Re-Post: Julien Hofstede – Pentaho: Increase MySQL output to 80K rows/second in Pentaho Data Integration

Increase MySQL output to 80K rows/second in Pentaho Data Integration

One of our clients has a MySQL table with around 40M records. To load the table it took around 2,5 hours. When i was watching the statistics of the transformation I noticed that the bottleneck was the write to the database. I was stuck at around 2000 rows/second. You can imagine that it will take a long time to write 40M records at that speed.
I was looking in what way I could improve the speed. There were a couple of options:
  1. Tune MySQL for better performance on Inserts
  2. Use the MySQL Bulk loader step in PDI
  3. Write SQL statements to file with PDI and  read them with mysql-binary

When i discussed this with one of my contacts of Basis06 they faced a similar issue a while ago. He mentioned that speed can be boosted by using some simple JDBC-connection setting.


useServerPrepStmts=false
rewriteBatchedStatements=true
useCompression=true

These options should be entered in PDI at the connection. Double click the connection go to Options and set these values.

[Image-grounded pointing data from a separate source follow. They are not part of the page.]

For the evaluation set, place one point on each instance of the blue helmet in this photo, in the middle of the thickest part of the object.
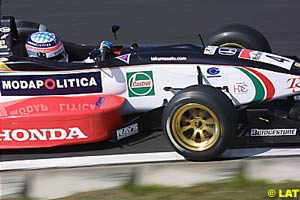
(46, 45)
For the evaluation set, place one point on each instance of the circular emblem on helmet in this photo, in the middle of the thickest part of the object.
(42, 37)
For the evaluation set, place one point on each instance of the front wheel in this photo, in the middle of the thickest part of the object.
(200, 122)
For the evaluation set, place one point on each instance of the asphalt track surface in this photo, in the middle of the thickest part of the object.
(151, 22)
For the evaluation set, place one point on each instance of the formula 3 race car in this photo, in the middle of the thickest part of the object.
(202, 97)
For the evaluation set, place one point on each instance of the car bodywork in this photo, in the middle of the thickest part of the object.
(45, 103)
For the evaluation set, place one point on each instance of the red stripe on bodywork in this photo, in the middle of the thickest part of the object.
(268, 84)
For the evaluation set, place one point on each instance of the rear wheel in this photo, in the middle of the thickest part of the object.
(200, 122)
(240, 36)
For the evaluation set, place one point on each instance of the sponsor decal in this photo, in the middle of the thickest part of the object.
(213, 72)
(4, 36)
(5, 29)
(3, 59)
(227, 51)
(100, 101)
(297, 64)
(22, 135)
(125, 58)
(210, 50)
(56, 84)
(294, 84)
(264, 88)
(250, 54)
(40, 108)
(171, 58)
(75, 106)
(240, 88)
(3, 44)
(272, 132)
(140, 84)
(268, 58)
(127, 131)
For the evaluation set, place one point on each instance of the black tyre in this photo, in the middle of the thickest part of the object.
(200, 122)
(241, 36)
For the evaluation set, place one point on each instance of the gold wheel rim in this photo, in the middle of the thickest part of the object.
(195, 127)
(233, 45)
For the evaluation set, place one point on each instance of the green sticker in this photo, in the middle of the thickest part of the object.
(140, 84)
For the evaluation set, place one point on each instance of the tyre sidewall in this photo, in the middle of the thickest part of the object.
(218, 103)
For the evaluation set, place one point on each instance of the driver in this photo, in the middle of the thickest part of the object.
(46, 45)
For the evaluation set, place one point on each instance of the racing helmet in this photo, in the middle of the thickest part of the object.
(46, 45)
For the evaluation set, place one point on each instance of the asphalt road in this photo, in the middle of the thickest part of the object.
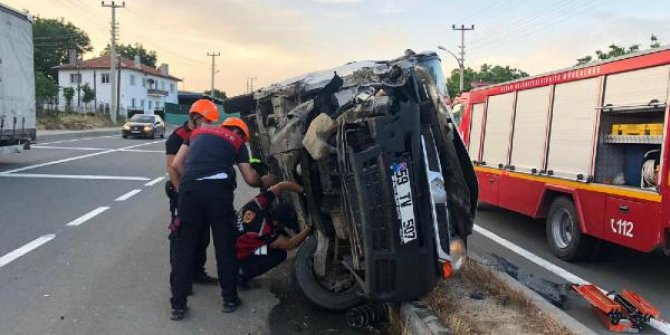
(83, 250)
(619, 268)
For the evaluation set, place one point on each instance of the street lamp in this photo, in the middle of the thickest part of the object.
(460, 65)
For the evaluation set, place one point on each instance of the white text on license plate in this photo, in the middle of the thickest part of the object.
(402, 193)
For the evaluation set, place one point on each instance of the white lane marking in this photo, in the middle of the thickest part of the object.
(128, 195)
(67, 148)
(70, 176)
(154, 182)
(28, 247)
(78, 221)
(79, 139)
(30, 167)
(147, 151)
(570, 277)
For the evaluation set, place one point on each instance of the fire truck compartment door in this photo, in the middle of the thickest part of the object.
(498, 126)
(530, 129)
(476, 131)
(573, 128)
(637, 87)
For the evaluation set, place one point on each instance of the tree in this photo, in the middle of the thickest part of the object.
(217, 94)
(129, 51)
(52, 38)
(615, 50)
(487, 74)
(45, 89)
(68, 94)
(89, 94)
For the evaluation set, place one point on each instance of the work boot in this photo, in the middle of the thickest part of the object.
(178, 313)
(204, 278)
(246, 284)
(231, 306)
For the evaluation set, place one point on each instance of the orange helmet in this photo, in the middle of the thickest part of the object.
(206, 108)
(237, 122)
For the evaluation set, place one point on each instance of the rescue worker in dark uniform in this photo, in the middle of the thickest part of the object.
(205, 163)
(172, 145)
(261, 245)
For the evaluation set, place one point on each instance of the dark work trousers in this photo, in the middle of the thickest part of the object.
(204, 204)
(256, 265)
(200, 254)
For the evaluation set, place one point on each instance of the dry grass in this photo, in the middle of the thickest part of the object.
(503, 310)
(72, 121)
(446, 307)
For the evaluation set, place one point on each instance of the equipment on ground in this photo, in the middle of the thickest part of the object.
(619, 312)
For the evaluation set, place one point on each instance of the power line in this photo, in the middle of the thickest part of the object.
(521, 24)
(534, 29)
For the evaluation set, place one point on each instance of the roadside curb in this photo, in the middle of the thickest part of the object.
(543, 305)
(419, 319)
(75, 134)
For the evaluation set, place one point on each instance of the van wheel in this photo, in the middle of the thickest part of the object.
(314, 289)
(564, 233)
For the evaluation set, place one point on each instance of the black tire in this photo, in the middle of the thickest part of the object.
(564, 234)
(304, 278)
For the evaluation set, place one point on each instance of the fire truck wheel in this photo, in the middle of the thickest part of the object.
(564, 233)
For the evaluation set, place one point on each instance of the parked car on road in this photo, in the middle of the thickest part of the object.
(142, 125)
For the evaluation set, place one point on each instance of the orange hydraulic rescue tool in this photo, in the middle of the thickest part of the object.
(618, 312)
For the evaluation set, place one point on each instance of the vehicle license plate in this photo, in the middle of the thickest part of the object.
(402, 192)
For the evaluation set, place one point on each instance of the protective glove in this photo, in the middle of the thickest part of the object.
(260, 167)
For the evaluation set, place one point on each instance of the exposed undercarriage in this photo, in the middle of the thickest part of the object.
(389, 186)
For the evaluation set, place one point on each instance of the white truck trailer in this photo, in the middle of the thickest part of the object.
(17, 81)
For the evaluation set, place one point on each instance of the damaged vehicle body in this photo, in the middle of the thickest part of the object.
(388, 183)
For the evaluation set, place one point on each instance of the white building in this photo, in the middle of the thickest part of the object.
(141, 88)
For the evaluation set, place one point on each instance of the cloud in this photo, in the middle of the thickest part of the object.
(396, 6)
(335, 1)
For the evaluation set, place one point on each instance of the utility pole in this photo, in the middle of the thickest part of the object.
(461, 61)
(112, 68)
(217, 54)
(250, 84)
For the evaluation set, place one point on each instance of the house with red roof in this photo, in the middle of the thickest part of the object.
(141, 88)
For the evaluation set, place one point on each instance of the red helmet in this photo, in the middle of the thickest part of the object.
(206, 108)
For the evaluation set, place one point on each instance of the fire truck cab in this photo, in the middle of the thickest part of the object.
(584, 147)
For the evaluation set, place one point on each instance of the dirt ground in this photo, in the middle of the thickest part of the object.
(72, 121)
(475, 302)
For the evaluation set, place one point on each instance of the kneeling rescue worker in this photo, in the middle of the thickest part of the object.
(261, 246)
(172, 145)
(205, 163)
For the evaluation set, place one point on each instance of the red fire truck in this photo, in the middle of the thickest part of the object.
(584, 147)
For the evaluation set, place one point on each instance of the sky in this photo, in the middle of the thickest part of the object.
(272, 40)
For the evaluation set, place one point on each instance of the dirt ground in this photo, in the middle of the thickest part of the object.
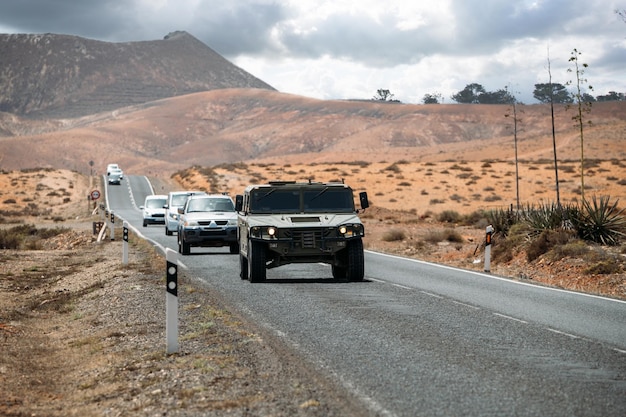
(83, 335)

Used together, useServerPrepStmts=false and rewriteBatchedStatements=true will “fake” batch inserts on the client. Specifically, the insert statements:


INSERT INTO t (c1,c2) VALUES ('One',1);
INSERT INTO t (c1,c2) VALUES ('Two',2);
INSERT INTO t (c1,c2) VALUES ('Three',3);

will be rewritten into:


INSERT INTO t (c1,c2) VALUES ('One',1),('Two',2),('Three',3);

The third option useCompression=true compresses the traffic between the client and the MySQL server.

Finally I increased the number of copies of the output step to 2 so that there are two treads inserting into the database.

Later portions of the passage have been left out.